What I want people to get out of my work is inspiration, connection, understanding.

Have drink and drugs ever been a problem for me? Only when I’ve taken them.

In terms of judging and being judged, I’ve heard the extremes of judgement, beyond love and hate. It’s all fair, I guess. But I try to judge only what’s coming out of my mouth and to reflect on my actions more than those of others.

My daily goal is to be a better person and artist. Growing up, I was taught that being a really good human being is number one. Anything else, such as material success, is separate. I guess that’s kept me grounded.

Being an American means a great deal to my mom, as an immigrant, and to my dad, as a veteran. So they instilled in me a real sense of importance about what America stands for. I think the founding fathers were geniuses. In the Declaration of Independence, the pursuit of happiness is listed as one of our inalienable rights and it’s the only governing doctrine in the world which contains that philosophy. I read a lot of Jefferson, Franklin and Adams and keep a copy of the Jefferson Bible by my bed.

Most politicians today are hard to stomach. I think that many start out with good ideals, but gradually in a long political career those beliefs are often eroded, corroded and bartered away until only a puppet with egoistic ambitions remains. I am hopeful that Obama will be a good leader, but one man can only do so much; we all must make changes for the world to work.

I get really angry about art programmes being cut from schools. And art colleges and photo schools ripping students off. It’s criminal. I have interns at the studio who are recent graduates and are $150,000 in debt. How do you start out in life as an artist or aspiring photographer with such debt?

The most shameful thing I’ve ever done is not showing respect to my mom and dad when I was a teenager and out of control.

My most treasured possession is a book I’ve had since I was 15, entitled Your Needs Met [by Jack Ensign Addington, 1966]. And some William Blake watercolours that I’ve had since I was 21.

I’m not afraid of dying.
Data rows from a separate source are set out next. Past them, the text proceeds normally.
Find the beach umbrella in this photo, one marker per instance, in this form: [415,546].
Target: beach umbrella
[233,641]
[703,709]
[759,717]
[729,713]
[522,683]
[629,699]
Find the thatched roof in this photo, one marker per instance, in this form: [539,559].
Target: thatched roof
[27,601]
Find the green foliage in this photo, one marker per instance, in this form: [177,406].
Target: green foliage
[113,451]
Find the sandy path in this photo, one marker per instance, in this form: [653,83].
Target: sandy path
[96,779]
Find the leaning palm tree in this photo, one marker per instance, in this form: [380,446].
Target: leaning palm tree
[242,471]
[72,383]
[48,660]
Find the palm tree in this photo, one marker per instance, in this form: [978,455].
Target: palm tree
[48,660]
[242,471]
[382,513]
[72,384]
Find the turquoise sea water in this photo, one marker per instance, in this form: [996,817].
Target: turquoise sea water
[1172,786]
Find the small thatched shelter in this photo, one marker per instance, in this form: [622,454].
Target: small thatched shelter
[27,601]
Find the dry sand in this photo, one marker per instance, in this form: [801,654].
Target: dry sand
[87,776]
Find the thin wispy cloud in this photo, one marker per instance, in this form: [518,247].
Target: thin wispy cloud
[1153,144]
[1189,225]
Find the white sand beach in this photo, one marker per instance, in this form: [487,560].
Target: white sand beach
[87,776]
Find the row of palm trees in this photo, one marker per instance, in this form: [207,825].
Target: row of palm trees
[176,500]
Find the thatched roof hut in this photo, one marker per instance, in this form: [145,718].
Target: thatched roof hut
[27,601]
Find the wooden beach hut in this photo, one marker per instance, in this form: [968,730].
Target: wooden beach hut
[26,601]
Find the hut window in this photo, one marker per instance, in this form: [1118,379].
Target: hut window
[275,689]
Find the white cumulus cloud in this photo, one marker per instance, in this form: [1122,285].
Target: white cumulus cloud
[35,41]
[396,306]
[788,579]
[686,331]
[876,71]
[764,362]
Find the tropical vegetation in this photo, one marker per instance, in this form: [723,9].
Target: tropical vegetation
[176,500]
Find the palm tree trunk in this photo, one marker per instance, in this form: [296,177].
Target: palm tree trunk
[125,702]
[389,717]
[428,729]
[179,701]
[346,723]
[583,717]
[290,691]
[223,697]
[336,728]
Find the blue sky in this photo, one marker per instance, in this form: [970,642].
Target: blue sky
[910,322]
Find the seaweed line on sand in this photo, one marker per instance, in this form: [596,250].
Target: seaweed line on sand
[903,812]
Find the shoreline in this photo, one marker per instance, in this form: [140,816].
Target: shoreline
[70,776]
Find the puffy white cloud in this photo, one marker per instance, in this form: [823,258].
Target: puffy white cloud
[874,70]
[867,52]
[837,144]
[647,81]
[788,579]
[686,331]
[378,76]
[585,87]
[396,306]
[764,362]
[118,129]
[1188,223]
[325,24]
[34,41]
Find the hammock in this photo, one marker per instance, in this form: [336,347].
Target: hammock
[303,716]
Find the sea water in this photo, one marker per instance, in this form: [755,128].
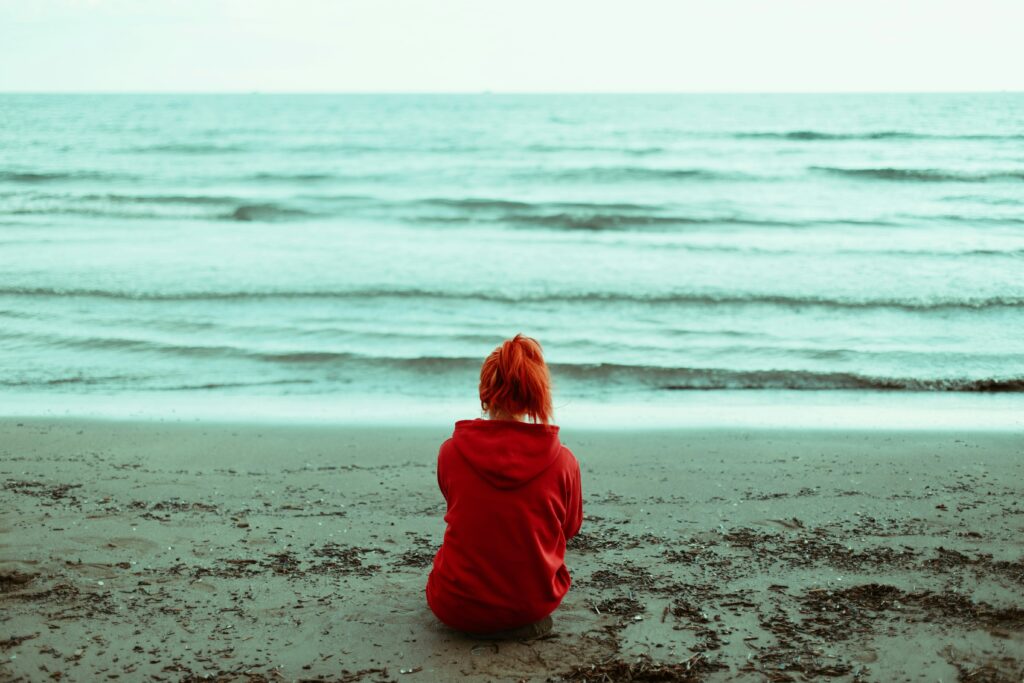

Just of not living to my potential.

When I die, I want to be composted in my garden in Maui.

What I most despise is cruelty – and ignorance.

I have had therapy: aromatherapy and a few other kinds.

The things that give me the greatest pleasure are creating, lovemaking, swimming naked. Being in the woods. Music, dancing and acting nuts with close friends, laughing till it hurts. Making people happy.

If I could relive my life, I would talk to my grandma more and record her to listen to now.

If I could change the world, I would give every child that was ever born good, loving parents.

In the end, the most important thing is that the good we did outweighs the bad.